BAGHDAD, Iraq - A leading Sunni politician said Friday his party would be open to an alliance with secular Shiites and Kurds to form a coalition government to run the country once the results are in from this week's parliamentary elections.

"We will not accept the exclusion of any segment of the Iraqi people unless they themselves don't want to participate," said Adan al-Dulaimi, a former Islamic studies professor who heads a Sunni Arab bloc that is now expected to have power in parliament.

U.S. officials view al-Dulaimi, who heads an alliance called the Iraqi Accordance Front, as a possible intermediary who could persuade some Sunni-led insurgent groups in restive Anbar province to join the political process after boycotting previous votes.

In an interview with The Associated Press, Al-Dulaimi predicted that Shiite religious parties would be unable to form a government even though they are widely expected to take the largest number of seats.

That would open the door to a coalition of Sunnis, secular Shiites and Kurds, al-Dulaimi said.

"We will not accept the exclusion of any segment of the Iraqi people unless they themselves don't want to participate," he said.

However, al-Dulaimi's prediction that the Shiites would be unable to form a government is by no means a certainty. Shiites account for about 60 percent of the country's 27 million people, and turnout in the Shiite heartland of southern and central Iraq was reported high.

Under the newly ratified constitution, the party with the biggest number of seats gets first crack at trying to form a government than can win parliament's endorsement. That is likely to be the coalition of Shiite religious parties that dominate the outgoing government.

Still, a government with strong Sunni Arab representation could help defuse the Sunni-dominated insurgency and allow the United States and its coalition partners to begin removing troops next year.

On Friday, Gen. George W. Casey Jr., the top U.S. commander, told Pentagon reporters in a video teleconference that he will make recommendations in the next few weeks about troop withdrawals from Iraq.

But Casey sought to dampen expectation that a successful election alone would end the insurgency and predicted insurgents may escalate their attacks to demonstrate they "are still strong and a factor to be reckoned with."

"We should not expect the insurgency to just go away because of yesterday's great success," Casey said. "But we should expect it to be gradually weakened and reduced as more and more Iraqis adopt the political process and the root causes of the insurgency are addressed by the new Iraqi government and by the coalition."

In an Internet statement Friday, the Islamic Army in Iraq, a major insurgent group, said it was responsible for the absence of widespread election violence because it wanted to avoid harming Sunni Arab voters.

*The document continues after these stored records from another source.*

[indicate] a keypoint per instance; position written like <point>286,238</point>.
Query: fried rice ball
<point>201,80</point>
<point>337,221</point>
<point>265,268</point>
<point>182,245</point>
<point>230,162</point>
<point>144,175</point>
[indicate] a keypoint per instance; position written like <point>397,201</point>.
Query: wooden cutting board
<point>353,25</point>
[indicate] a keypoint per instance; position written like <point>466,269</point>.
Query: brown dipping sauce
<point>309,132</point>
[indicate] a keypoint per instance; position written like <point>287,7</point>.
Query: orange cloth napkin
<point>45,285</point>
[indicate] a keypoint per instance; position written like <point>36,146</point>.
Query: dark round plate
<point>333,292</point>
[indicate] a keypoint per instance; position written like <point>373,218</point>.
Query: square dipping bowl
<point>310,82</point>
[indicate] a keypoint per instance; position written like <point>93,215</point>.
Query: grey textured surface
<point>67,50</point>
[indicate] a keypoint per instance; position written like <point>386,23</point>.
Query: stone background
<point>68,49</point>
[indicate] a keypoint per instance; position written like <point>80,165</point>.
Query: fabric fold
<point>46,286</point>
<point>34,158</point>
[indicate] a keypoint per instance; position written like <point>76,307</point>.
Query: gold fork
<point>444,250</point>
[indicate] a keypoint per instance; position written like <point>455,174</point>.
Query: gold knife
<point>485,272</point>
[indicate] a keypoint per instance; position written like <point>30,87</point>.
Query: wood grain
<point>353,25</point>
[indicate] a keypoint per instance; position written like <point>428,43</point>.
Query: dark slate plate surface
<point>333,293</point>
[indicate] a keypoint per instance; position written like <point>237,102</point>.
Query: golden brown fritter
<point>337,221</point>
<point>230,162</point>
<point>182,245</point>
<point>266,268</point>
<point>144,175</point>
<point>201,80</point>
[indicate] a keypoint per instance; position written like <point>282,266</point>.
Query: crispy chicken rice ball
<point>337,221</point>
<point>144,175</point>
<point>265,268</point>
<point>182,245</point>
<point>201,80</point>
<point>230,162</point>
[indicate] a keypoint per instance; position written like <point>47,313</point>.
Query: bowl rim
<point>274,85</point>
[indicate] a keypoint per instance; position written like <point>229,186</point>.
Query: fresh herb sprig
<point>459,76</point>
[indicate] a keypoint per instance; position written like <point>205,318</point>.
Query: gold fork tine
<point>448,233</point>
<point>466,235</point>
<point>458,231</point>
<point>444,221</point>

"We knew Sunnis would participate in this game (because) most were forced to through the oppression, torture and destruction and suffering they receive from the slaves of the Cross (the Americans) and the Shiites," said the statement, which could not be immediately verified.

The statement added that the jihadist group did not believe in democracy, only God.

Also Friday, the U.S. military said Iraqi authorities have issued an arrest warrant for Mullah Halgurd Al-Khabir, the "prime suspect" in the August 2003 bombing of the U.N. headquarters in Baghdad that killed 22 people. The statement identified al-Khabir as the Baghdad area commander for the Islamic militant Ansar al-Sunnah Army, which has ties to al-Qaida in Iraq.

Before Thursday's election, Shiite religious politicians said they expected to win up to 120 seats down 26 from their current level. The Shiites and Kurds won a disproportionate number of seats in the January ballot because so many Sunnis boycotted the election. This time, Sunnis turned out in large numbers.